BIO: Dr Antonija (Tanja) Mitrovic is a full professor and the Head of the Department of Computer Science and Software Engineering at the University of Canterbury, Christchurch, New Zealand. She is the leader of ICTG (Intelligent Computer Tutoring Group). Dr Mitrovic received her PhD in Computer Science from the University of Nis, Yugoslavia, in 1994. She is the past President of the Asia-Pacific Society for Computers in Education, and Past President of the International Society for Artificial Intelligence in Education. She is an associate editor of the following journals: International Journal on Artificial Intelligence in Education and Research and Practice in Technology Enhanced Learning (RPTEL). Tanja is a Distinguished member of ACM, Senio member of IEEE and AAAI. and a Fellow of the Asia-Pacific Society for Computers in education (ASPCE).
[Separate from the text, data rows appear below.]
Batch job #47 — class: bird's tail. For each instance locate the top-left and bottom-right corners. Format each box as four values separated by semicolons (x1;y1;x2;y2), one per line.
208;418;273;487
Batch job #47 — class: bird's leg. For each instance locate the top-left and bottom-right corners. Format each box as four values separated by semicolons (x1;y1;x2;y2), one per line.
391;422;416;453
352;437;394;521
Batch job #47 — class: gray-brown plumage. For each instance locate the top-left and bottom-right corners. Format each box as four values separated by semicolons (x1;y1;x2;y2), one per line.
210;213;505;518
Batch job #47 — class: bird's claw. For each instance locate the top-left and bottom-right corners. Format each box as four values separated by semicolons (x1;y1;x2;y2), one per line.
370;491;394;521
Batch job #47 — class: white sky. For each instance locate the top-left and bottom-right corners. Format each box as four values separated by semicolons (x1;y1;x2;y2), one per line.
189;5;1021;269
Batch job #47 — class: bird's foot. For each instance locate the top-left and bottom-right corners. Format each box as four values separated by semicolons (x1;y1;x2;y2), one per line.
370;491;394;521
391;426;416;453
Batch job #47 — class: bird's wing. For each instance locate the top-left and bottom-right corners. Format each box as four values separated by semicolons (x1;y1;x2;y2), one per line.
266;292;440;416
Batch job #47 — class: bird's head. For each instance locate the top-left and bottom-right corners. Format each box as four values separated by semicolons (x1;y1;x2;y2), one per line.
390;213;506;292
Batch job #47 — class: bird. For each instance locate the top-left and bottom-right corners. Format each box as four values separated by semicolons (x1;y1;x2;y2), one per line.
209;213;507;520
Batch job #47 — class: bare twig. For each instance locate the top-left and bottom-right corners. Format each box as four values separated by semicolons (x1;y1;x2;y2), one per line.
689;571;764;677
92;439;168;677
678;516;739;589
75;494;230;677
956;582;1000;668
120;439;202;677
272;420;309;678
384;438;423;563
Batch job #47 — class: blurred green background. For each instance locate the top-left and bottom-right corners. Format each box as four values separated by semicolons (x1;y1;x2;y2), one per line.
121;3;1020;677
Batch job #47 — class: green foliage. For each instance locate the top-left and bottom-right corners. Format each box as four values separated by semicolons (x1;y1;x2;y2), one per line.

She was awarded the Distinguished Researcher Award in 2011 by the Asia-Pacific Society for Computers in Education.
Dr Mitrovic’s primary research interests are AI in education. ICTG has developed a number of constraint-based intelligent tutoring systems in a variety of domains, which have been thoroughly evaluated in real classrooms, and proven to be highly effective. These systems provide adaptive support for acquiring both problem-solving skills and meta-cognitive skills (such as self-explanation and self-assessment). Although most of the ITSs developed by ICTG support students learning individually in areas such as database querying (SQL-Tutor), database design (EER-Tutor and ERM-Tutor), data normalization (NORMIT), there are also constraint-based tutors for object-oriented software design and collaborative skills, various engineering topics (thermodynamics, mechanics), training to interpret medical images and language learning. ICTG has also developed ASPIRE, a full authoring and deployment environment for constraint-based tutors. Recent research includes using personalized nudges to improve engagement and learning outcomes in Video-Based Learning (VBL). ICTG developed AVW-Space, an online portal for VBL that provides personalized nudges to students.